An important process for the production of acrylonitrile \(\left(\mathrm{C}_{3} \mathrm{H}_{3} \mathrm{N}\right)\) is given by the following equation: $$2 \mathrm{C}_{3} \mathrm{H}_{6}(g)+2 \mathrm{NH}_{3}(g)+3 \mathrm{O}_{2}(g) \longrightarrow 2 \mathrm{C}_{3} \mathrm{H}_{3} \mathrm{N}(g)+6 \mathrm{H}_{2} \mathrm{O}(g)$$ A \(150 .\)-\(\mathrm{L}\)reactor is charged to the following partial pressures at \(25^{\circ} \mathrm{C}:\) $$\begin{aligned}P_{\mathrm{C}, \mathrm{H}_{6}} &=0.500 \mathrm{MPa} \\\P_{\mathrm{NH}_{3}} &=0.800 \mathrm{MPa} \\\P_{\mathrm{O}_{2}} &=1.500 \mathrm{MPa}\end{aligned}$$ What mass of acrylonitrile can be produced from this mixture \(\left(\mathrm{MPa}=10^{6} \mathrm{Pa}\right) ?\)

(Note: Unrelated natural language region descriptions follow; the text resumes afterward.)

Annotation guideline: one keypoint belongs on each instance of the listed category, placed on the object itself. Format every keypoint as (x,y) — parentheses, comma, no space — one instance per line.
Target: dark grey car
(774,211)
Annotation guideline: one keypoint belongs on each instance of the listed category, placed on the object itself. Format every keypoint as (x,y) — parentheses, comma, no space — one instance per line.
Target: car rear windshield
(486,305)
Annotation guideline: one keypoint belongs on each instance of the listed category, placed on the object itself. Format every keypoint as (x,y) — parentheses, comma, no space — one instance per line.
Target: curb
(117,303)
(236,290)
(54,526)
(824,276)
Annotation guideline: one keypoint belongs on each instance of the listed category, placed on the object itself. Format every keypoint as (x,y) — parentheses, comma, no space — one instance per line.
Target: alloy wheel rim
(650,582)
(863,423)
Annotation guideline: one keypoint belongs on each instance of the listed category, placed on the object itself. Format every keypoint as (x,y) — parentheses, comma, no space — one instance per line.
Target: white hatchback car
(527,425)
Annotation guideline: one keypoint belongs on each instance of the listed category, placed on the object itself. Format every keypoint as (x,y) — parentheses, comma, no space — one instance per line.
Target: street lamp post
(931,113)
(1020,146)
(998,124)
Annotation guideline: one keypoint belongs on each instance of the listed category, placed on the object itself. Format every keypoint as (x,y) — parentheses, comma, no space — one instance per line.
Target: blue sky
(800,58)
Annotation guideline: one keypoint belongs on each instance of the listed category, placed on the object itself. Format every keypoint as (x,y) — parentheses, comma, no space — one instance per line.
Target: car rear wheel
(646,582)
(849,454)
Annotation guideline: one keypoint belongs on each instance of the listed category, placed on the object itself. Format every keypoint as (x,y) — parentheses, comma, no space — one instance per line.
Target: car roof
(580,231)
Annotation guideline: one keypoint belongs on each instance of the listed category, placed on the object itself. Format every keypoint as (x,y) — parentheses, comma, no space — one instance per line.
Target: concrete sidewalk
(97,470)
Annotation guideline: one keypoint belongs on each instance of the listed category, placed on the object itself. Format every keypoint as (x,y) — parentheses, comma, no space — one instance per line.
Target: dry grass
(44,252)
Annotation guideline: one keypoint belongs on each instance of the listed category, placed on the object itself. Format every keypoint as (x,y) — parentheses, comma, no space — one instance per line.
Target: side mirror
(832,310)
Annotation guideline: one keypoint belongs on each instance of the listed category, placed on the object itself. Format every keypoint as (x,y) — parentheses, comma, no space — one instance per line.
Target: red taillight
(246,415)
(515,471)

Xenon and fluorine will react to form binary compounds when a mixture of these two gases is heated to \(400^{\circ} \mathrm{C}\) in a nickel reaction vessel. A \(100.0\) -\(\mathrm{mL}\) nickel container is filled with xenon and fluorine, giving partial pressures of \(1.24\) atm and \(10.10\) atm, respectively, at a temperature of \(25^{\circ} \mathrm{C}\). The reaction vessel is heated to \(400^{\circ} \mathrm{C}\) to cause a reaction to occur and then cooled to a temperature at which \(\mathrm{F}_{2}\) is a gas and the xenon fluoride compound produced is a nonvolatile solid. The remaining \(\mathrm{F}_{2}\) gas is transferred to another A \(100.0\) -\(\mathrm{mL}\) nickel container, where the pressure of \(\mathrm{F}_{2}\) at \(25^{\circ} \mathrm{C}\) is \(7.62\) atm. Assuming all of the xenon has reacted, what is the formula of the product?

In the "Méthode Champenoise," grape juice is fermented in a wine bottle to produce sparkling wine. The reaction is $$\mathrm{C}_{6} \mathrm{H}_{12} \mathrm{O}_{6}(a q) \longrightarrow 2 \mathrm{C}_{2} \mathrm{H}_{5} \mathrm{OH}(a q)+2 \mathrm{CO}_{2}(g)$$ Fermentation of \(750 .\) mL grape juice (density \(=1.0 \mathrm{g} / \mathrm{cm}^{3}\) ) is allowed to take place in a bottle with a total volume of \(825 \mathrm{mL}\) until \(12 \%\) by volume is ethanol \(\left(\mathrm{C}_{2} \mathrm{H}_{5} \mathrm{OH}\right) .\) Assuming that the \(\mathrm{CO}_{2}\) is insoluble in \(\mathrm{H}_{2} \mathrm{O}\) (actually, a wrong assumption), what would be the pressure of \(\mathrm{CO}_{2}\) inside the wine bottle at \(25^{\circ} \mathrm{C} ?\) (The density of ethanol is \(0.79 \mathrm{g} / \mathrm{cm}^{3} .\) )

A hot-air balloon is filled with air to a volume of \(4.00 \times\) \(10^{3} \mathrm{m}^{3}\) at \(745\) torr and \(21^{\circ} \mathrm{C}\). The air in the balloon is then heated to \(62^{\circ} \mathrm{C},\) causing the balloon to expand to a volume of \(4.20 \times 10^{3} \mathrm{m}^{3} .\) What is the ratio of the number of moles of air in the heated balloon to the original number of moles of air in the balloon? (Hint: Openings in the balloon allow air to flow in and out. Thus the pressure in the balloon is always the same as that of the atmosphere.)

A student adds \(4.00 \mathrm{g}\) of dry ice (solid \(\mathrm{CO}_{2}\) ) to an empty balloon. What will be the volume of the balloon at STP after all the dry ice sublimes (converts to gaseous \(\mathrm{CO}_{2}\) )?